Taraflar arasında uyuşmazlık bulunan hususların; davalı tarafından … İcra Müdürlüğü’nün …/… Esas sayılı takip dosyasında çeke dayalı olarak takip yapıldığı, çekin çalıntı olup olmadığı, davacılarla davalı arasında çekin verilmesine dair ticari iş bulunup bulunmadığı, davacıların takipten ötürü borçlu olup olmadıkları, takibe takibe ödenen bedellerin miktarı, faizin türü ve başlangıcının ne olduğu, kötü niyet tazminatı koşullarının oluşup oluşmadığından ibaret olduğu görülmüştür.
DELİLLER;
…. İcra Müdürlüğüne müzekkere yazılarak …/… Esas sayılı dosya aslı üzerinden celp edilmiştir.
… CBS’ye müzekkere yazılarak …/… Soruşturma sayılı dosya uyap üzerinden celp edilmiştir.
…. Asliye Ticaret Mahkemesi’ne müzekkere yazılarak …/… Esas sayılı dosya uyap üzerinden celp edilmiştir.

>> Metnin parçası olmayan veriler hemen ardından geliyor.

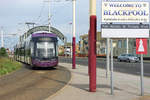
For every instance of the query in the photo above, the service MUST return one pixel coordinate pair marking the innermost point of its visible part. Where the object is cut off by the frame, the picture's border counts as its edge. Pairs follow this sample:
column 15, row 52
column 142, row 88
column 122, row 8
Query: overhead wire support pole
column 92, row 46
column 2, row 37
column 111, row 77
column 49, row 17
column 142, row 82
column 127, row 46
column 74, row 38
column 108, row 59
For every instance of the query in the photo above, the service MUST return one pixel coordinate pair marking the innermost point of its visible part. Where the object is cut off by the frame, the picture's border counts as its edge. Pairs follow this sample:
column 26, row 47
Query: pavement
column 126, row 87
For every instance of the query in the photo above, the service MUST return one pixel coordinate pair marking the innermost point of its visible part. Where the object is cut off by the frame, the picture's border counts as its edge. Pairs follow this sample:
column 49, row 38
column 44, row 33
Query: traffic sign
column 141, row 46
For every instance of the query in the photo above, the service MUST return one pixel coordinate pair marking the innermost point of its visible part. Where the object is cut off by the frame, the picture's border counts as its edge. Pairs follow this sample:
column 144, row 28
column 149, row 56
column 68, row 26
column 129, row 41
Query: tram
column 38, row 50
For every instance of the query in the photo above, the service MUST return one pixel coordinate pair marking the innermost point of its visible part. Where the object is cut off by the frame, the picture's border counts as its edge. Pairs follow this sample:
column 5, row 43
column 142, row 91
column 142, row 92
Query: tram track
column 28, row 84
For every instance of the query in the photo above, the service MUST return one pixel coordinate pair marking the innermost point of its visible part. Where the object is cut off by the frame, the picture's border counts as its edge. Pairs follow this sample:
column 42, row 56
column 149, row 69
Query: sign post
column 141, row 48
column 126, row 12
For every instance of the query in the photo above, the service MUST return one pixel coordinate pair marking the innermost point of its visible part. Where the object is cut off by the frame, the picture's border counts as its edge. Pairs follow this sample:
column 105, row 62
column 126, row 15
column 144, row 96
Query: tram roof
column 44, row 35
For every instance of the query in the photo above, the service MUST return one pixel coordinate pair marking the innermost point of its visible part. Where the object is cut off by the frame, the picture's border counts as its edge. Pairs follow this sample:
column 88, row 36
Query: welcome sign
column 125, row 12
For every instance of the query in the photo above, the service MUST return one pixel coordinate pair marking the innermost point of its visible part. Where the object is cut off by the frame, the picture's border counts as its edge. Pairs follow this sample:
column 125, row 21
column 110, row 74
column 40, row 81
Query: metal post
column 92, row 46
column 74, row 39
column 142, row 82
column 2, row 38
column 111, row 77
column 108, row 60
column 49, row 15
column 127, row 46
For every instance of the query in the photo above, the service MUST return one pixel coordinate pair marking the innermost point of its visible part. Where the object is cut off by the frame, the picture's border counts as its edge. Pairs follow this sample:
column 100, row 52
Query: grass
column 7, row 66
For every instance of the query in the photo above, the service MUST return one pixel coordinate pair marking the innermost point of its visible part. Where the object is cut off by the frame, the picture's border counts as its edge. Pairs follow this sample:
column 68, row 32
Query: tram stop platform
column 126, row 86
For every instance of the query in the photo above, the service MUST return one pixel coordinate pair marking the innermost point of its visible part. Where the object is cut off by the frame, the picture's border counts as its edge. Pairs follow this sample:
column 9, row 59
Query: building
column 100, row 44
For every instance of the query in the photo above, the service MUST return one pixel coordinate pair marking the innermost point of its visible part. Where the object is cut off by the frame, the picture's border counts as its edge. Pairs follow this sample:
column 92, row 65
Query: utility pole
column 92, row 46
column 127, row 46
column 49, row 15
column 2, row 38
column 74, row 38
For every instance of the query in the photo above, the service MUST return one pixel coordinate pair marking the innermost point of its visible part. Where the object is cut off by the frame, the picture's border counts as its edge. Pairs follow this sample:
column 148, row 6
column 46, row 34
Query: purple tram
column 39, row 50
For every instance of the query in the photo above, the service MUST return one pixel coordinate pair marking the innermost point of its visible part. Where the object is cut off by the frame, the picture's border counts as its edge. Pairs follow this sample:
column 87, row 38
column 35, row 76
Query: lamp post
column 92, row 46
column 73, row 38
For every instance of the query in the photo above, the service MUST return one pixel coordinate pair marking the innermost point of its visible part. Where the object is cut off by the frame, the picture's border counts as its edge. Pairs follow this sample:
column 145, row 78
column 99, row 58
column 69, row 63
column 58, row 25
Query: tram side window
column 32, row 48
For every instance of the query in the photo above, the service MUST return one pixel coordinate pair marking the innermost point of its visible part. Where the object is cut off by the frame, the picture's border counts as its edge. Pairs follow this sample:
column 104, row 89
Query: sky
column 15, row 13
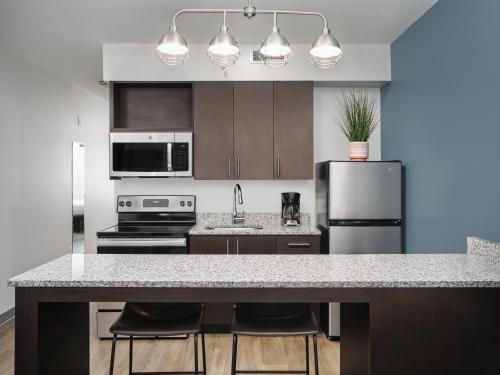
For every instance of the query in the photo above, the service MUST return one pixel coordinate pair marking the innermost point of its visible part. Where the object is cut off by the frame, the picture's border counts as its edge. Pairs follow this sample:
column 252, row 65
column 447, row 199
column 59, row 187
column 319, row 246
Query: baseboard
column 6, row 316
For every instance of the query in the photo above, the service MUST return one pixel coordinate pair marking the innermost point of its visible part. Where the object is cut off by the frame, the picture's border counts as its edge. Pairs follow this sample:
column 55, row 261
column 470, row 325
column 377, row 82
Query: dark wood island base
column 385, row 331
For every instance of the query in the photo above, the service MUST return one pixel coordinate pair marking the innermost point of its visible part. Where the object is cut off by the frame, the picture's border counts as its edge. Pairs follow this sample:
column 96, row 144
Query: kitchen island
column 400, row 314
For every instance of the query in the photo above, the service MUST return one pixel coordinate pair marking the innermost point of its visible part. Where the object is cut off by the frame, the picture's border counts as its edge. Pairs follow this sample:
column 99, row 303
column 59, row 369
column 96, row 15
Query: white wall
column 360, row 64
column 38, row 114
column 263, row 196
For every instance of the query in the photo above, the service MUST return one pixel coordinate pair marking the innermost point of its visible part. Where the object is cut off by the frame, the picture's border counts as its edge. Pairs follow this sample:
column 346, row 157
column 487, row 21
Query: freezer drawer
column 364, row 190
column 365, row 240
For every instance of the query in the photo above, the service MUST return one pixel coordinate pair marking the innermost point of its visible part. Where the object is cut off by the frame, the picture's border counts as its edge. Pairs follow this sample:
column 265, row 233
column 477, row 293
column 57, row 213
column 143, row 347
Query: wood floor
column 170, row 355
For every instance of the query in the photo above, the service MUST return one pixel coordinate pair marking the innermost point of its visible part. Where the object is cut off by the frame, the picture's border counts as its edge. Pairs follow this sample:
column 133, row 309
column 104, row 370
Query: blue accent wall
column 441, row 116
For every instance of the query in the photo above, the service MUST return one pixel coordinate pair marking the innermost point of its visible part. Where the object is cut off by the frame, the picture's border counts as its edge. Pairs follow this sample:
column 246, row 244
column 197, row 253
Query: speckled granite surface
column 270, row 222
column 264, row 271
column 478, row 246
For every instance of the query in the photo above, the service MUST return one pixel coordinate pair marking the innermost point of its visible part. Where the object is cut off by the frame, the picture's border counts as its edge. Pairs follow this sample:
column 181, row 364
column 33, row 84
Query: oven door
column 142, row 246
column 150, row 155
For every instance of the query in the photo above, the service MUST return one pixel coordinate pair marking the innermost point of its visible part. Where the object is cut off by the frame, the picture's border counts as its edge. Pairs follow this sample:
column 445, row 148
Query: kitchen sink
column 235, row 227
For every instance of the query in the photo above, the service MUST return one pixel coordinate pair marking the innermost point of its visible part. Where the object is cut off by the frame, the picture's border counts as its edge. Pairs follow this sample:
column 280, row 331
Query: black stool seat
column 274, row 320
column 159, row 319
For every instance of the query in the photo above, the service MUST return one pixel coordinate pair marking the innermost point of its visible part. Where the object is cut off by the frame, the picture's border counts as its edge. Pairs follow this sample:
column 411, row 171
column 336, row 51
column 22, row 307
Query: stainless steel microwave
column 151, row 154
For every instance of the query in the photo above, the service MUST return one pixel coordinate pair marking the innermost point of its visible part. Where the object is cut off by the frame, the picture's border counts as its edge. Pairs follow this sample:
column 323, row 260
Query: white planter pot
column 358, row 151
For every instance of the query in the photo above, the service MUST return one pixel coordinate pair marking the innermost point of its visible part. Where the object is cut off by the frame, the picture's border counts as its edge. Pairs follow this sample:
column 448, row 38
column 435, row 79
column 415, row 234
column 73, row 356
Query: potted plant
column 358, row 119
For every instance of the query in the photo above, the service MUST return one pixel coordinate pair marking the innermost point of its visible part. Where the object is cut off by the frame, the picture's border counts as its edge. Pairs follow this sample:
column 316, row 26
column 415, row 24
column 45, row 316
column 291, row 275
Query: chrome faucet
column 238, row 199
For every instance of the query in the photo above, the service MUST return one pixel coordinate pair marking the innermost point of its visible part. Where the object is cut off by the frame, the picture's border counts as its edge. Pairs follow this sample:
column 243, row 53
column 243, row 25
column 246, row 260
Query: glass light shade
column 223, row 49
column 275, row 49
column 325, row 51
column 172, row 48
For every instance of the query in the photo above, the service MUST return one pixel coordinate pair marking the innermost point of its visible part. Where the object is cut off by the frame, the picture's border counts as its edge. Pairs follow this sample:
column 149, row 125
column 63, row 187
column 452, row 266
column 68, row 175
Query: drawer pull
column 299, row 245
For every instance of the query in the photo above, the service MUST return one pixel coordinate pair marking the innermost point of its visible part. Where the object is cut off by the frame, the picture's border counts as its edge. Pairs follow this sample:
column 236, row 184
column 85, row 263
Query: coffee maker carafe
column 290, row 209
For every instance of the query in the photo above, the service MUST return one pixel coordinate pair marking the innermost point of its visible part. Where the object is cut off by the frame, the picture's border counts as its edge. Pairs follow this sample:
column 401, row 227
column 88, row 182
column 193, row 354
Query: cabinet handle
column 299, row 245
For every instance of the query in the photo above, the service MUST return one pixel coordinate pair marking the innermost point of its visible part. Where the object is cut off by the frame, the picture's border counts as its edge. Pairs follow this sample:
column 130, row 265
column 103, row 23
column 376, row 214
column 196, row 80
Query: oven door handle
column 169, row 157
column 127, row 242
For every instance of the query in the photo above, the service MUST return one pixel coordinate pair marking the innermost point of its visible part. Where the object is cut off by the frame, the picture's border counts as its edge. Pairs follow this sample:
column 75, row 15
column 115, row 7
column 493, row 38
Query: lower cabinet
column 218, row 315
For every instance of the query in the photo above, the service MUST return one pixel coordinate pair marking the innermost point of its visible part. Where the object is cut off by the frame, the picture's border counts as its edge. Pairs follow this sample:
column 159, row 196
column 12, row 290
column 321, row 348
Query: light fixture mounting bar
column 244, row 12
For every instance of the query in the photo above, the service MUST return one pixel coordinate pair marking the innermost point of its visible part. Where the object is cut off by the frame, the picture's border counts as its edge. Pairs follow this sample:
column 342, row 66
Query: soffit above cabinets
column 365, row 65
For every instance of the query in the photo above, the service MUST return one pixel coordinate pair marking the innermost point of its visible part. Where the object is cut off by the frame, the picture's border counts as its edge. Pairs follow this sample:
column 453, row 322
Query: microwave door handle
column 169, row 157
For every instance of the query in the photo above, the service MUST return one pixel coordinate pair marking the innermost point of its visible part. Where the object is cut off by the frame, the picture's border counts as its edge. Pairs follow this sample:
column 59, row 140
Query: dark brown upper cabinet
column 213, row 131
column 293, row 130
column 155, row 107
column 253, row 130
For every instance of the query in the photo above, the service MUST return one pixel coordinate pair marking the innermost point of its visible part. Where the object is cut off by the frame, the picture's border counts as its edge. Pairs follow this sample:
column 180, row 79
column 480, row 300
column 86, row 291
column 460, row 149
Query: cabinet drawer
column 255, row 244
column 209, row 245
column 298, row 244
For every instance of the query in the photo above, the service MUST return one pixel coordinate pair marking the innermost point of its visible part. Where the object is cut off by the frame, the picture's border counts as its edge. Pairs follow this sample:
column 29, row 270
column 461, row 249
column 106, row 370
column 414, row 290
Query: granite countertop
column 270, row 223
column 264, row 271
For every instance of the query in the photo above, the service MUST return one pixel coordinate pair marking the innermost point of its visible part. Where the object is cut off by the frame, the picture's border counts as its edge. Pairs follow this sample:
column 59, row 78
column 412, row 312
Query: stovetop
column 145, row 230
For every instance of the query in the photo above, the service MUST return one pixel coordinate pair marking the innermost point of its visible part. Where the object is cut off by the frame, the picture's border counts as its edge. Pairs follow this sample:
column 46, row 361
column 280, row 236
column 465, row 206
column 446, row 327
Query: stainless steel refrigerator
column 359, row 211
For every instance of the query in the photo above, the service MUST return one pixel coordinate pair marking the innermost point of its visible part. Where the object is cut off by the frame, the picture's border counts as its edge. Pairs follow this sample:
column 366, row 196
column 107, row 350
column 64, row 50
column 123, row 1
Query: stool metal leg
column 316, row 366
column 235, row 352
column 203, row 353
column 196, row 354
column 130, row 354
column 307, row 355
column 112, row 362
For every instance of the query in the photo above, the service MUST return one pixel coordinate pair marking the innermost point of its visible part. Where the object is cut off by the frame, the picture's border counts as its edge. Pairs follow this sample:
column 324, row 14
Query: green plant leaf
column 358, row 116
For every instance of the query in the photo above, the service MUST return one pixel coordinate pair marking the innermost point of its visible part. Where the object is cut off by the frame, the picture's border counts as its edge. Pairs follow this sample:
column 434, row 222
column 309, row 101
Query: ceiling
column 65, row 36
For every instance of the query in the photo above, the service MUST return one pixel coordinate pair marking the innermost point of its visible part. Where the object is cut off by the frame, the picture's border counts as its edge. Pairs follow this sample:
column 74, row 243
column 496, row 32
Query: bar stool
column 274, row 319
column 160, row 319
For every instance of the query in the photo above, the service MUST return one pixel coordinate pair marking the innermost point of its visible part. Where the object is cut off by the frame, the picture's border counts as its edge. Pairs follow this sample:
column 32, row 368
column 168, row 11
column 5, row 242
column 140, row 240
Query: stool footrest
column 271, row 372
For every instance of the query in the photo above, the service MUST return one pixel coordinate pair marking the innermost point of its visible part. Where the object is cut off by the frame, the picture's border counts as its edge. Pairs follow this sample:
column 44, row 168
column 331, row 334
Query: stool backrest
column 273, row 310
column 163, row 310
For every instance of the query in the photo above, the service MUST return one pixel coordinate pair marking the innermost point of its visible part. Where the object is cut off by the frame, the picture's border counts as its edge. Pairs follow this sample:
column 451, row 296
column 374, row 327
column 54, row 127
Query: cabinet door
column 255, row 244
column 293, row 130
column 209, row 245
column 253, row 130
column 213, row 130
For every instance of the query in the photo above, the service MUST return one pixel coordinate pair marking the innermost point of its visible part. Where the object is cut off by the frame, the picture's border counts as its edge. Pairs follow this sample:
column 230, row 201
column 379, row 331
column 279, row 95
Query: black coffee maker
column 290, row 209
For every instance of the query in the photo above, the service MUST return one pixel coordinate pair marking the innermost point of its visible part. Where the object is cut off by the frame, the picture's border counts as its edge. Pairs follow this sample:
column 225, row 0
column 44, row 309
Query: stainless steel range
column 147, row 224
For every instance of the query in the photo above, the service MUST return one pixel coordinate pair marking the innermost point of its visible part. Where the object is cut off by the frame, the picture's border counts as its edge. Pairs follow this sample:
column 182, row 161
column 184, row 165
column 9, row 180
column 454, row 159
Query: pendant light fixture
column 275, row 49
column 173, row 49
column 325, row 51
column 223, row 49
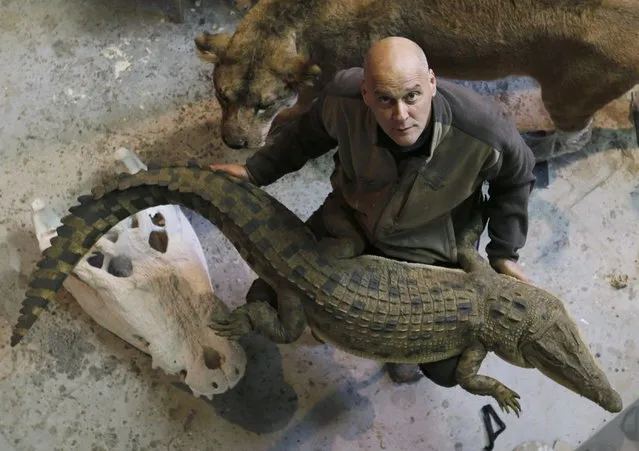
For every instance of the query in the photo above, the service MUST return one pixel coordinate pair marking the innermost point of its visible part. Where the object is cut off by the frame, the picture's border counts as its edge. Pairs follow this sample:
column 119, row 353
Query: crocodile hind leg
column 284, row 325
column 467, row 377
column 333, row 224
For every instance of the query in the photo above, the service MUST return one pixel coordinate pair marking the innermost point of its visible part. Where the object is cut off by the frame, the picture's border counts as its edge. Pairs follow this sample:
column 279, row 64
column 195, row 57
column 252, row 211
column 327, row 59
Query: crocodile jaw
column 561, row 354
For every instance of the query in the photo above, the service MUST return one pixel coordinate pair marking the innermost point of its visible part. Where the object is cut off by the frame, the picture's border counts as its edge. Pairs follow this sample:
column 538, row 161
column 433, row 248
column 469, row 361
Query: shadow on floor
column 262, row 402
column 332, row 410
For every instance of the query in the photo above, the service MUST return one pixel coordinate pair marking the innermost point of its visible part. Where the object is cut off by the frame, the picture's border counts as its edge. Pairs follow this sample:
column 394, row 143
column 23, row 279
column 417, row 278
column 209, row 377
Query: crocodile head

… Asliye Ticaret Mahkemesi’ne müzekkere yazılarak … Esas sayılı dosya uyap üzerinden celp edilmiştir.
Mahkememizce verilen ara karar gereğince bilirkişi raporu alınmasına karar verilmiş olup; 08/01/2021 tarihli bilirkişi raporunda özetle; incelenen dosya kapsamı bilgi ve belgeler ile davacı yerinde ticari defterler ve belgeleri üzerinde yapılan incelemelerde davacı ve davalı … arasında ticari ilişkiye dair herhangi bir belgeye rastlanılmadığı, davacının beyanına göre davalıya herhangi bir ticari sosyal bir ilişki tanışıklıklarının olmadığını beyan ettiği, davacının çalındığını beyan ettiği 6 adet müşteki çekleri 4 keşidecinin ve 2 cirantanın müşterileri olduğunu ve aralarında ticari ilişki olduğunu beyan etmiş olup, tarafınca yapılan 2015 ve 2016 yasal ticari defterler ve dayanakları belgeler üzerindeki incelemelerde gerek 6 adet çek ve gerekse karşılıksız bulunan diğer 6 çekin keşidecesi ve cirantalarına ilişkin faturalar ve ödeme kayıtları tespit edilmiş olup, çalındığı beyan edilen çeklerin keşidecileri ve cirantalarıyla ile davacı …Ş arasında ticari ilişki bulunduğu kanaatinin hasıl olduğu, çalındığı beyan edilen 6 adet çek hakkında …. Asliye Ticaret Mahkemesi’nin ödeme yasağı kararı aldığı ve ilgili bankalara ödeme yasağının bildirildiği, çalınan çeklerden davacının ticari ilişkisi olduğu tespit edilen …Ltd. Şti’nin keşide ettiği 08.10.2016 keşide tarihli 12.000,00TL tutarlı çekin davacı tarafından icra dosyasına ödendiği incelenen dosya kapsamından anlaşılmış olup, inceleme esnasında tespit edilen belgelerden 4 adet … Ltd. Şti faturalarının inceleme dosyasına alındığı, nihai karar Mahkemeye ait olmak üzere, dosya kapsamı bilgi ve belgeler ile davacı ticari defterleri ve belgeleri üzerinde davacı yerinde yapılan incelemelerin sonucunda davacının çalındığını beyan ettiği çeklerin yasal ticari defterlerinde kayıt görmüş oldukları, çeklerin keşidecileri ve cirantaları ile aralarında ticari ilişkileri olduğunu, davalı … ile ise herhangi bir ticari ilişkisinin olmadığı kanaatine varıldığı bildirilmiştir.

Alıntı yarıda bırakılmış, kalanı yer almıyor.